Love to Love

As last week promised, I’m continuing with my series on words (or phrases, I suppose) that have lost their meaning. Like last week, I point to a word whose overuse has been the cause of its lost meaning. The word we love to use to the point of abuse is, in fact, love.

We love everything. We love our families, we love our friends. We love our pets and we love our favorite item of clothing or accessory. We apply the tag love to any and everything today. What does it all mean, though? We use the same word for each item, but does it mean the same thing for all? I think the better question is does it mean anything anymore?

I love lamp.

This phrase seems so ridiculous in Anchorman, however is it all that ridiculous today? I mean, with everything we claim to love, is a lamp out of the question? I’m afraid for our love, friends. I’m afraid that it has been severely bloated to the point of a mere whim of our affections. Our love seems to indicate nothing more than a positive feeling toward something, alive or inanimate.

The Greeks had three words for love and one to express affection. We have one for each. While our language is not as robust in this aspect as the Greek, let us not be constrained by this fact. Let’s take a look at the things we claim to love and measure them against the true definition of love.

“In this the love of God was made manifest among us, that God sent his only Son into the world, so that we might live through him. In this is love, not that we have loved God but that he loved us and sent his Son to be the propitiation for our sins. Beloved, if God so loved us, we also ought to love one another.” — 1 John 4:9–11

So, that album I love, I may not exactly be able to say I’m going to lay down my life for it. Yeah, and the same goes for my car, I guess. Oh, and this computer, definitely not. I admit, I belong to the problem I’m highlighting here, friends.

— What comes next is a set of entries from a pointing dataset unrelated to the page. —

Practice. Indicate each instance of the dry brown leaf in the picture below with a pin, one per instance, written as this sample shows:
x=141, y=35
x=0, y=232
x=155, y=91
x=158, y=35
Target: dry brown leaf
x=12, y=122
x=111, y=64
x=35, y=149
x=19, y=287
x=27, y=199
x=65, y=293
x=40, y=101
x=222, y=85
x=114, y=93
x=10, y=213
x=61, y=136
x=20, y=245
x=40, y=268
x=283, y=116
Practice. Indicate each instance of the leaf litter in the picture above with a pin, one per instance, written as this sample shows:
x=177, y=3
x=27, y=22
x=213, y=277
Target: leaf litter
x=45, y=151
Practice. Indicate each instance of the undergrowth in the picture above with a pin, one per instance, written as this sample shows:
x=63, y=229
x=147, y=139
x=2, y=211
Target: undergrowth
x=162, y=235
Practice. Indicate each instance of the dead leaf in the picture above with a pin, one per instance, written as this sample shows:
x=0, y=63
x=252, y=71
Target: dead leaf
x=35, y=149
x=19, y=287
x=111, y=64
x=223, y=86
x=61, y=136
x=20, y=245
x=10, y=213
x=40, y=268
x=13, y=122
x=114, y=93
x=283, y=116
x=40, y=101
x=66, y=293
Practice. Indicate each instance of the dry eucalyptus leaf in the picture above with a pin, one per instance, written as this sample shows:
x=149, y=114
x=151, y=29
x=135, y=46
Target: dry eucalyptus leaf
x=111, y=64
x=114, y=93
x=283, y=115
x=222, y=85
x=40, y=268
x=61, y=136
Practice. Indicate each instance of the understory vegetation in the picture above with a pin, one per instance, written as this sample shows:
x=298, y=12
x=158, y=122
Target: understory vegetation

I’ve taken a gift straight from God, the ability to love, and perverted it by directing it at things which are not worthy of such an affection (1 John 4:7). Love is too great a capacity to waste on temporal preoccupations like my wealth, happiness or social standing. Yet, I do this regularly. Love can only overwhelm these diversions until it is ready for something else worthy of it. This is why oftentimes, I become consumed in these things because this love has overtaken the lesser thing at which I have directed it and so instead of redirecting it to something greater, I simply consume myself in this thing.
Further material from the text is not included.